He, however, pointed out that agricultural biotechnology offers the potential to tackle pests, climate issues and enhance food productivity.

“Our strength as a country lies in our ability to optimise our agricultural production to create jobs, create incomes and raise the standard of living of our people. For all this, agricultural biotechnology offers us a golden platform and I think we should grab it with both hands,” he posited.

Represented by his special adviser on agriculture, Mr. Hafiz Muhammed, Gwauna highlighted the role of the media in sensitising and educating the public and farmers on the importance of embracing technology to improve agricultural productivity.
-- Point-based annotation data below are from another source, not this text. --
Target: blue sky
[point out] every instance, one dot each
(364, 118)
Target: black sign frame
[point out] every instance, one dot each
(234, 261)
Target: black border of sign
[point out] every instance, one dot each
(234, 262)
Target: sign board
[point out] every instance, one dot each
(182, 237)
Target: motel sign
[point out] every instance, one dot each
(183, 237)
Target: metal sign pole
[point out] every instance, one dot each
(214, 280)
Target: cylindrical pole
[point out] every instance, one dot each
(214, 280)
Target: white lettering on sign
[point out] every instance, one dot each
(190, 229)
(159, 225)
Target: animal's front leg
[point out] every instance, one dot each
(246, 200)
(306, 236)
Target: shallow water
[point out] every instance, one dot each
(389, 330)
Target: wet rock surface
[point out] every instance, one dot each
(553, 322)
He emphasized the position of the media as strategic in national development, as, without it, understanding and buying into the use of modern and emerging technologies, as well as the efforts of the government to enhance the living standard of the people will be in vain.
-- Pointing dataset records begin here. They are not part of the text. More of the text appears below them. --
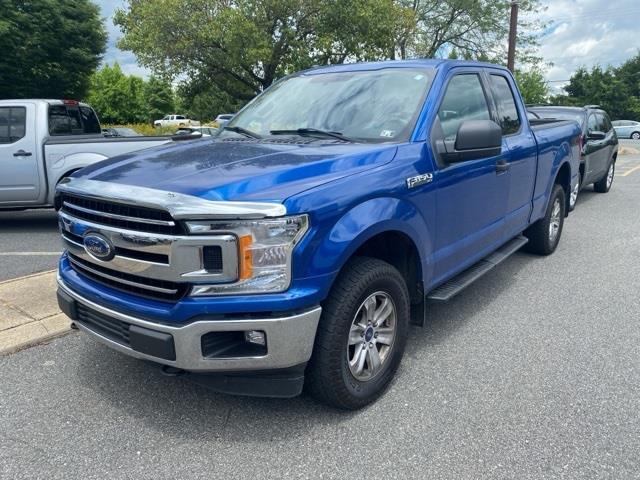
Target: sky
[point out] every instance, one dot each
(579, 33)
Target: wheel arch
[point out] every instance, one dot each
(388, 229)
(563, 178)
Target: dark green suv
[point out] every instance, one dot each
(599, 144)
He assured the organisers of the event of the state government’s support and buy-in for the technology to ensure farmers’ access to improved seeds.

Earlier in her remarks, the permanent secretary, Ministry of Science, Technology and Innovation, Kano State, Dr. Binta Umar Bala applauded OFAB Nigeria for its relentless efforts in advocating for a food-secure Nigeria.

Bala said she was happy to see stakeholders coming together in collaboration for the betterment of the country and the advancement of the country’s agricultural system and food production. She further emplored the media to gain useful knowledge and information that they can apply in their profession for the advancement and progress of the nation.

In her overview of the biotech programme in Nigeria, the country coordinator, OFAB Nigeria, Dr. Rose Gidado, gave a precise definition of biotechnology; how it encompasses all aspects of science and its impact on the nation, its application in agriculture (especially), health, industry and environment. She said the worry of feeding the nation’s ever-growing population and generating sustainable income and development in the country has become the crux of discussions.

Also, she outlined the impacts of biotech crops to include increase in crop productivity, alleviation of poverty and hunger, conservation of biodiversity and reduction of CO2 emissions.

She further emphasised the importance of GM crops – TELA maize, NUE rice, cassava-VIRCA Plus, African biofortified sorghum (ABS), herbicide-tolerant (HT) soybean, pod borer-resistant (PBR) cowpea and Bt cotton which are being developed in Nigeria.

She concluded by hailing biotechnology for providing the nation with tools for increased grain yields in ways compatible with both human and environmental welfare.